Es kommt selten vor, daß zwei Opern desselben Titels und Stoffes einander an musikalischem Wert die Waage halten; kommt es aber einmal vor, wie es bei dem «Maskenball» Verdis und Aubers der Fall ist, dann gibt das natürlich Anlaß zu interessanten Vergleichungen und Erörterungen. Da nun Aubers «Maskenball» schon über fünfzig und Verdis schon über fünfundzwanzig Jahre alt ist, so hat das Urteil Zeit gehabt, jedem das Seine zu erteilen; man gibt heutzutage allgemein zu, daß Aubers Musik edler und feiner, diejenige Verdis dafür packender und ergreifender sei. Übrigens hat in der theatralischen Praxis Verdi seinem Vorgänger den Rang abgelaufen, und hervorragende Kritiker, die früher zu Auber neigten, haben sich nachträglich zu Verdi bekehrt. Die Zukunft scheint deshalb der Verdischen Bearbeitung zu gehören.

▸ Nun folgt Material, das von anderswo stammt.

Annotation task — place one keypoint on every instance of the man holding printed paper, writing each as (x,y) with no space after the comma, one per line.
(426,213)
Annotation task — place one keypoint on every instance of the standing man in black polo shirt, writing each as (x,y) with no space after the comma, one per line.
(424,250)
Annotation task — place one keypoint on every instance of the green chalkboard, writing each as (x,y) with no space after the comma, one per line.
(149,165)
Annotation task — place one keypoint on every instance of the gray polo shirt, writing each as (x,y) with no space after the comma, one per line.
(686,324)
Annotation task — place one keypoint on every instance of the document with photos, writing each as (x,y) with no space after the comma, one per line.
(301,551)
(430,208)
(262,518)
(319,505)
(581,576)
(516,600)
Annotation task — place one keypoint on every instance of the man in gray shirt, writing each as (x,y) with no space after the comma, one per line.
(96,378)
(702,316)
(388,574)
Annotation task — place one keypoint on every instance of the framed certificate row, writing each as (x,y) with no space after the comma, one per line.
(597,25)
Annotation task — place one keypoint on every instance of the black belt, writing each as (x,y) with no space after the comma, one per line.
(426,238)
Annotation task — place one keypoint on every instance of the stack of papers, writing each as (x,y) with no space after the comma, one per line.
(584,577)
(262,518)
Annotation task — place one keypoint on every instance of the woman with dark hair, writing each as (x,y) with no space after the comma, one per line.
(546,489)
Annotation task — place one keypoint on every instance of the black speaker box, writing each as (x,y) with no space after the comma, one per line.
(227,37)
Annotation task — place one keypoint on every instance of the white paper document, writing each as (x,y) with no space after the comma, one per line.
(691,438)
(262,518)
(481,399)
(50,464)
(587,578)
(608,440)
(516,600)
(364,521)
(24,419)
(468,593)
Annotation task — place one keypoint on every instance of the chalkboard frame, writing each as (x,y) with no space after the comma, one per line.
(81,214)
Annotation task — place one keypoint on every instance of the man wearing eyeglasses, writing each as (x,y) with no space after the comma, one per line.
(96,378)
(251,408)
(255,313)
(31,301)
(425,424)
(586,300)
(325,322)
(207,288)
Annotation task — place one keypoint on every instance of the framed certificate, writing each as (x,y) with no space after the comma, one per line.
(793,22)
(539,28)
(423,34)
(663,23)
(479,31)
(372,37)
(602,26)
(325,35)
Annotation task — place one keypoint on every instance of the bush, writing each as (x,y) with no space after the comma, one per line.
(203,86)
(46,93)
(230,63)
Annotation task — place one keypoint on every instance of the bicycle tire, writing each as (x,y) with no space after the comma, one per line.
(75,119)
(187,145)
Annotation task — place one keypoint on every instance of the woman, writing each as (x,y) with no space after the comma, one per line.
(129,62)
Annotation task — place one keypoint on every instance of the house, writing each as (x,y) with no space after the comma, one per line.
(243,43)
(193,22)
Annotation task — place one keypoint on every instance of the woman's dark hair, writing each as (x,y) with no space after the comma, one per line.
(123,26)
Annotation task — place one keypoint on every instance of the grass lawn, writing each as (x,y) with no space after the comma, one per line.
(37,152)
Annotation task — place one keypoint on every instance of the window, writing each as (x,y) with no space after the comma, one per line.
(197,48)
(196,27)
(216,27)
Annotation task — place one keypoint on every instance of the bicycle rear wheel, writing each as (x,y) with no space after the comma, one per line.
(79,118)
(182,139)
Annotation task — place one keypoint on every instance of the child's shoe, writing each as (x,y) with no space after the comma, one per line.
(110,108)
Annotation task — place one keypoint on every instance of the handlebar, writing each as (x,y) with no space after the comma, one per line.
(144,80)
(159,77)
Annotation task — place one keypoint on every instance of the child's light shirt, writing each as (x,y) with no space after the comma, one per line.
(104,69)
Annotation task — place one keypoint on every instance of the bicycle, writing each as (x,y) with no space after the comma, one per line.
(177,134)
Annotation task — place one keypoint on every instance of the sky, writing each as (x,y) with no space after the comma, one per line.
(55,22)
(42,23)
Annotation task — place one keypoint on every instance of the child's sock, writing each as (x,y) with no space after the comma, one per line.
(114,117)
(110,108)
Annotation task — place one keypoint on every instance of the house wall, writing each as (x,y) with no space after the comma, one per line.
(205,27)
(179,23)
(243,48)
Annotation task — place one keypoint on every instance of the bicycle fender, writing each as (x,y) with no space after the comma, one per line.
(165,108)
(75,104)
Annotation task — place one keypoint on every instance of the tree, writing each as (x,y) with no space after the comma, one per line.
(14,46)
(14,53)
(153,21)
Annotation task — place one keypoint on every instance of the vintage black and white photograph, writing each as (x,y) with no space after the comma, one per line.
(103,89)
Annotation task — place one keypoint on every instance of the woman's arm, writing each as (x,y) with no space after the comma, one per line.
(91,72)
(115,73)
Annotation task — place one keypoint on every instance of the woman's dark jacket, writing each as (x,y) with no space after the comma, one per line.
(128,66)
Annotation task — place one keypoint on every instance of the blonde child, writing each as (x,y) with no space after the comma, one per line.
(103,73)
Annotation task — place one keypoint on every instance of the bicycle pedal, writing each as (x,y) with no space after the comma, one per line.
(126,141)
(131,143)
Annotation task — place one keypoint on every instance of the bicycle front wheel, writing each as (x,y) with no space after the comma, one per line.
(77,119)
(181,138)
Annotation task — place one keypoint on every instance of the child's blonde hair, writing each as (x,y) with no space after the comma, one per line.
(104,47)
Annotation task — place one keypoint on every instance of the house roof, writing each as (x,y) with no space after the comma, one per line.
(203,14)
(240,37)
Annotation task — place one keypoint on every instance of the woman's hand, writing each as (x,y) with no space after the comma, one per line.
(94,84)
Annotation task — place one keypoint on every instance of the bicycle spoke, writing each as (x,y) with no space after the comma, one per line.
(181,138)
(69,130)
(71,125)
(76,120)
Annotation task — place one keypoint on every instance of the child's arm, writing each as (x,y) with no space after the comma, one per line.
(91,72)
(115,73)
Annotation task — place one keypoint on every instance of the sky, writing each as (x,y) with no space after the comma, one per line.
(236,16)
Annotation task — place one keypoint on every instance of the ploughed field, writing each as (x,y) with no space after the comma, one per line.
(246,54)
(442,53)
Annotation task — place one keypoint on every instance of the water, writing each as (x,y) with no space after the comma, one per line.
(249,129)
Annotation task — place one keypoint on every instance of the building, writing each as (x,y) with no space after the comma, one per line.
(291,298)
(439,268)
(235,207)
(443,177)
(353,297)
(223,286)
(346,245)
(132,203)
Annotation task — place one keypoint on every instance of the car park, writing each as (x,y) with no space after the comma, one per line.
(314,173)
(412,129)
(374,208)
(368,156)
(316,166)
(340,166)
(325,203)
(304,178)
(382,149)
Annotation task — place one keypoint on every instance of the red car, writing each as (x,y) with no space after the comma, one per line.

Schon die szenischen Vorgänge für sich allein lohnen den Besuch. Der Text, auf einer dramatischen historischen Tatsache, der Ermordung Gustavs III. von Schweden fußend und eine meisterhafte Bearbeitung dieses Stoffes von Scribe benützend, führt uns eine Reihe fesselnder Szenen in leichtverständlicher Entwicklung vor und hält uns bis zum letzten Augenblick in Spannung. Dazu kommt noch, daß sämtliche Hauptcharaktere durch einen natürlichen, glaubhaften Edelmut der Gesinnungen und Taten unsere herzliche Teilnahme erwecken. Die historischen Persönlichkeiten haben sich allerdings aus Rücksicht für die höfische Empfindlichkeit eine Wiedertaufe und Umkostümierung gefallen lassen müssen; aus König Gustav ist Gouverneur Warwich, aus Anckarström ein Renato geworden, und die ganze Handlung wurde auf ein Schiff geladen und von Stockholm übers Meer nach Amerika versetzt. Das stimmt zu andern, ähnlichen Mißhandlungen; jedenfalls nützt es nichts, sich darüber zu entrüsten. Verdi versuchte seinerzeit das Menschenmögliche, um sich der Verstümmlung zu erwehren; er mußte jedoch, nachdem er zuerst in Neapel, später in Rom mit dem historischen Text nur Ärger und Mißerfolg erlebt, endlich der übermächtigen Dummheit weichen.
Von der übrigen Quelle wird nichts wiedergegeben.